Closed sjors101 closed 6 months ago
@sjors101 thanks for filing the enhancement!
At which data source are you looking? You might want to consider running an incremental sync on your content, that would update only the changes that occurred since the last content sync.
Mainly the sharepoint server data source. I wrote some code that ingests the allow_access_control fields (considering pushing it back to the community once it is mature enough). I had a look at incremental sync, however with Sharepoint on-prem it seems it does not have a timestamp / indicator when the access control of an object changes.
I'd definitely be curious to see the changes you're making, even if they're still in-progress. My initial reaction is that this wouldn't be possible to do in most cases, because Full syncs and Access Control syncs are often fetching two disparate sets of data from the 3rd party. In order to make Access Control syncs update all the documents impacted by permissions, you'd be significantly increasing the scope of your Access Control sync, and then you're back in the place you started, where "full content sync are quite costly."

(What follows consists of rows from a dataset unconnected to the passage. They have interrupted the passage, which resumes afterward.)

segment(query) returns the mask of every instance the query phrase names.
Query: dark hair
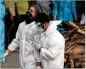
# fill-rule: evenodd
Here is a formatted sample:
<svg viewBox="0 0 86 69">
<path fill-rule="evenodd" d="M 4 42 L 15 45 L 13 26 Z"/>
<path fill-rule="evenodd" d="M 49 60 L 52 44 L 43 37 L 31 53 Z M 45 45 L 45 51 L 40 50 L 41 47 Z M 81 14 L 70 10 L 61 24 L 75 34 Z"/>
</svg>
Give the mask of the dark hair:
<svg viewBox="0 0 86 69">
<path fill-rule="evenodd" d="M 34 18 L 32 17 L 29 11 L 27 11 L 25 14 L 25 21 L 26 21 L 26 24 L 30 24 L 31 22 L 34 21 Z"/>
<path fill-rule="evenodd" d="M 40 22 L 40 23 L 49 23 L 49 17 L 48 15 L 46 15 L 45 13 L 38 13 L 35 17 L 35 21 L 36 23 Z"/>
</svg>

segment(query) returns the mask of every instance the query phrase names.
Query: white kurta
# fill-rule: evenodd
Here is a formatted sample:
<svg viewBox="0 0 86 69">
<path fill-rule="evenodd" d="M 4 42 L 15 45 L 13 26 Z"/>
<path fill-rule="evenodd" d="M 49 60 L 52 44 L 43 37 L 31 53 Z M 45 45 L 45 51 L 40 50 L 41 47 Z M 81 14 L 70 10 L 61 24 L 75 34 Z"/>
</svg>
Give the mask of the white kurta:
<svg viewBox="0 0 86 69">
<path fill-rule="evenodd" d="M 27 30 L 27 27 L 29 28 Z M 9 44 L 9 49 L 11 51 L 14 51 L 16 48 L 20 47 L 20 51 L 19 51 L 19 60 L 20 60 L 20 64 L 21 67 L 23 69 L 25 68 L 36 68 L 36 61 L 35 61 L 35 57 L 34 57 L 34 48 L 31 45 L 31 41 L 29 41 L 29 43 L 27 43 L 27 40 L 25 41 L 25 37 L 26 38 L 30 38 L 33 39 L 33 30 L 36 29 L 36 24 L 34 22 L 28 24 L 26 26 L 25 22 L 22 22 L 17 30 L 16 33 L 16 38 L 13 39 L 13 41 L 11 42 L 11 44 Z M 29 31 L 28 34 L 31 34 L 30 36 L 25 36 L 25 34 L 27 34 L 26 32 Z"/>
<path fill-rule="evenodd" d="M 56 30 L 56 23 L 61 21 L 51 21 L 48 29 L 41 34 L 40 58 L 43 68 L 63 68 L 65 39 Z M 38 36 L 35 36 L 37 40 Z M 39 40 L 38 40 L 39 41 Z M 39 47 L 39 46 L 38 46 Z"/>
</svg>

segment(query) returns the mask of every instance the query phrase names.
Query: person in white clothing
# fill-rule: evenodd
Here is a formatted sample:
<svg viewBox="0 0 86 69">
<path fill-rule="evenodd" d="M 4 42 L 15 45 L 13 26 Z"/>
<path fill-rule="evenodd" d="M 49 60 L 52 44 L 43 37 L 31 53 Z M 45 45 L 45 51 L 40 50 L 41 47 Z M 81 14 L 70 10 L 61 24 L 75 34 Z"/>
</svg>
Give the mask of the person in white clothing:
<svg viewBox="0 0 86 69">
<path fill-rule="evenodd" d="M 34 20 L 33 17 L 29 17 L 30 14 L 28 14 L 28 13 L 26 13 L 26 14 L 28 15 L 28 16 L 26 16 L 26 21 L 19 24 L 19 27 L 18 27 L 18 30 L 16 33 L 16 38 L 13 39 L 11 44 L 9 44 L 8 49 L 6 50 L 6 53 L 4 54 L 4 57 L 5 57 L 9 54 L 9 52 L 14 51 L 14 50 L 16 50 L 16 48 L 19 47 L 20 48 L 19 60 L 20 60 L 21 68 L 23 68 L 23 69 L 36 68 L 34 48 L 32 47 L 32 44 L 30 44 L 30 43 L 25 44 L 25 32 L 26 32 L 26 29 L 28 26 L 29 27 L 28 31 L 30 31 L 29 34 L 33 35 L 32 32 L 36 32 L 37 24 L 33 21 Z M 31 20 L 30 20 L 30 18 L 31 18 Z M 30 42 L 30 40 L 29 40 L 29 42 Z"/>
<path fill-rule="evenodd" d="M 56 23 L 60 21 L 50 21 L 48 16 L 40 13 L 36 16 L 36 22 L 41 23 L 45 30 L 43 33 L 34 36 L 34 48 L 39 52 L 43 68 L 64 68 L 64 48 L 65 39 L 56 30 Z M 58 24 L 57 23 L 57 24 Z"/>
</svg>

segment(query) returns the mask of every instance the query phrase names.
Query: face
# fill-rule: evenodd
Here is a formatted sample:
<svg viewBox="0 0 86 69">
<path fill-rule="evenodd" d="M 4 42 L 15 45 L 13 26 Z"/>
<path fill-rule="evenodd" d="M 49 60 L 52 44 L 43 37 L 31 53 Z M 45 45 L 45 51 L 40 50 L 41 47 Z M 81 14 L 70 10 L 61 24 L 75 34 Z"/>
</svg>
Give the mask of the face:
<svg viewBox="0 0 86 69">
<path fill-rule="evenodd" d="M 34 7 L 30 7 L 30 13 L 31 13 L 32 17 L 35 16 L 35 8 Z"/>
<path fill-rule="evenodd" d="M 47 29 L 47 28 L 48 28 L 48 26 L 49 26 L 49 24 L 48 24 L 48 23 L 43 24 L 43 28 L 44 28 L 44 29 Z"/>
</svg>

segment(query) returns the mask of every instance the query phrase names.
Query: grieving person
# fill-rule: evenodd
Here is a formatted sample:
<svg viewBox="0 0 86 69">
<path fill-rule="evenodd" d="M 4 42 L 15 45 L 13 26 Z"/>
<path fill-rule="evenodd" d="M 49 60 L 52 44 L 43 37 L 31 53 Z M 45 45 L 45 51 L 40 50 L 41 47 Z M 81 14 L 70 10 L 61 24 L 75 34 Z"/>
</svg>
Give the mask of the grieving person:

I'm inclined to agree with Dana, that the "right" solution to this problem is Incremental syncs. Which, as you say, are not in a perfect spot with the Sharepoint Server today. But that's where I'd direct investment to solve this problem.
However, if you've spotted an approach I'm not thinking of, I'd love to understand better. Don't hesitate to put up a Draft PR. :)
My project is leaning heavy on Sharepoint server as datasource, i made quite some changes to make sure the connector fit our needs. I will try to push some stuff your way soon :)
The main bottleneck is Sharepoint not tracking a modified timestamp when permissions are changed. It seems it can be enabled in an audit log, but thats not something I would like to use. Guess i will see if i can build something like a lightweight full sync to just get just the permissions synced up. Thanks Sean, Dana for your response.
Problem Description
Access control fields of objects change a lot, this requires use to craw frequently to keep up with the latest changes. However full content sync are quite costly.
We would like to have the option when we run the Access control sync to be able to update the documents with access control fields in the main index
search-<INDEX-NAME>
. Currently the framework is designed, when we run an Access control sync, it only ingests the dls profile in the acl index.search-acl-filter-<INDEX-NAME>
.Proposed Solution
It would be nice to have an option in the
get_access_control
function in theBaseDataSource
, to also ingest to the main index (search-<INDEX-NAME>
) of an connector.Alternatives
Add a variable to switch two paths in the Full content sync. One for the full content, and one for just the access control fields.